Being an anniversary of sorts, I was inspired me to look back as to how the company and indeed the internet has evolved during the past six years. Our Frontpage looked like this six years ago…
These days, the creativity and beauty of what we find is somewhat advanced…
Beauty can be considered only skin deep, but the amount of content, personalisation and creativity that goes behind the presentation layer really sets the user-experience apart from the internet as it was those years ago. Web Search is so far advanced into delivering me answers (even when I’m not sure what questions I’m asking), communication has advanced beyond plain text emails into social networking, and pages don’t just show me flat content, they update themselves as I interact with them: more like an interactive application than a printed page. If I have an opinion on information I find, I can share my thoughts on the subject and see what others might have to say.
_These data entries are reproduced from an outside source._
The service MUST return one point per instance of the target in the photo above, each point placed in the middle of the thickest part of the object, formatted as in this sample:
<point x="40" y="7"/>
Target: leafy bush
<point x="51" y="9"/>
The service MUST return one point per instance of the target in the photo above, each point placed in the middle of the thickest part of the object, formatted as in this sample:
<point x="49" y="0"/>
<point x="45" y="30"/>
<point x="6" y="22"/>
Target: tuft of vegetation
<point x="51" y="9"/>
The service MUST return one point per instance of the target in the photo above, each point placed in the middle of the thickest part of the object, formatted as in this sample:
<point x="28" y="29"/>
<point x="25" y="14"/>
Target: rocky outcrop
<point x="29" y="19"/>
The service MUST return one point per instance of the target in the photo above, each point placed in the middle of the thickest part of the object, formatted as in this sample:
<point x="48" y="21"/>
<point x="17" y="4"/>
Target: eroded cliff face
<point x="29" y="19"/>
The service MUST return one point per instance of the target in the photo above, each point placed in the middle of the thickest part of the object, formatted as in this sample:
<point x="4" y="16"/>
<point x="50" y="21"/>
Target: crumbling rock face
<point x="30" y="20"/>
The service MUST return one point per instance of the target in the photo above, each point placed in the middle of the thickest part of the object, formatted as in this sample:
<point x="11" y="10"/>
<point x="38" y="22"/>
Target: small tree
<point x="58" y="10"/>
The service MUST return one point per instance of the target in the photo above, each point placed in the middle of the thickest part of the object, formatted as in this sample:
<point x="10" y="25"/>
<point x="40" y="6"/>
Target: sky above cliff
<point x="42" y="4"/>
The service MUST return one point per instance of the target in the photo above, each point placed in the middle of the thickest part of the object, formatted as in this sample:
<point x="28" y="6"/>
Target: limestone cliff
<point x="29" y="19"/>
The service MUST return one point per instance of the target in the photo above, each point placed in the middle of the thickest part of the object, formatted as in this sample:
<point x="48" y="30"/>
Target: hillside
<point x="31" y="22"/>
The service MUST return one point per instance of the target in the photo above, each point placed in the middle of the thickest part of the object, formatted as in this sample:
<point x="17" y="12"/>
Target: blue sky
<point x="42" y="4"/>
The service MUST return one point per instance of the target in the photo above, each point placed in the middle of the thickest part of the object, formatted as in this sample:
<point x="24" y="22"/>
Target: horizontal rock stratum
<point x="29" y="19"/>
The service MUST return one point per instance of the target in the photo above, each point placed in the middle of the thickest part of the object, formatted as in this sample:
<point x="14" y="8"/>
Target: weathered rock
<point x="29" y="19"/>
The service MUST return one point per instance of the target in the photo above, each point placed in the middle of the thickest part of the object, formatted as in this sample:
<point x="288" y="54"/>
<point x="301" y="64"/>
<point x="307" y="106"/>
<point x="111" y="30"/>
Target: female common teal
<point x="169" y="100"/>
More and more, the internet is about allowing me to access the kind of information I want, when I want it, and it makes me wonder what more can change to my data more accessible and easier to consume. When it comes to having a ymax chip inside our heads with a head-up-display inside our retinas, I’ll probably be an early adopter, but I do have a couple of opinions in how the internet could be speeding up progress in the shorter term (comments welcomed btw).
- Pages should be fast! These days I expect instant response from interaction I engage in. It is so last century to click on something and put the kettle on before I get a response. Tools like YSlow, building pages with speed in mind, and generally simple rules like using CDNs, limiting HTTP requests per page and optimising the hell out of the delivery of pages are not just desirable, they are a must!
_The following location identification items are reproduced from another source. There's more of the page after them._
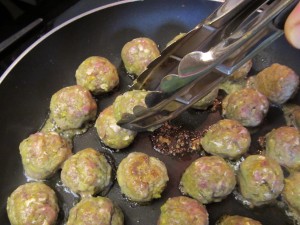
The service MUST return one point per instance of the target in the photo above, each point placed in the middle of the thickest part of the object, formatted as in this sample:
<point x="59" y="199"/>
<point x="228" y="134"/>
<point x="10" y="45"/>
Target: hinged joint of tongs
<point x="193" y="66"/>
- Content should (where financially possible) be open. What I mean by this is that although there are some big internet companies out there with some pretty clever people working for them, this pales into insignificance compared with what the millions of developers worldwide can create using open APIs and open data that the large companies can provide. If a company opens its APIs, it gets feedback and innovation in what can happen with that content online. The internet is far better off for these innovations, and it inspires the big internet companies to improve.
So whilst people’s computers increase in performance and (wow, even Telstra in Australia) home/business internet access improves, in my mind the one thing that the internet can really improve on is global innovation through technology that companies like Yahoo! are sharing. Try the Performance, Yahoo! User Interface library and Yahoo! Query Language for ways that performance, user experience and innovation through data can be achieved.
The internet is never going to stand still; neither should the innovation that fuels it.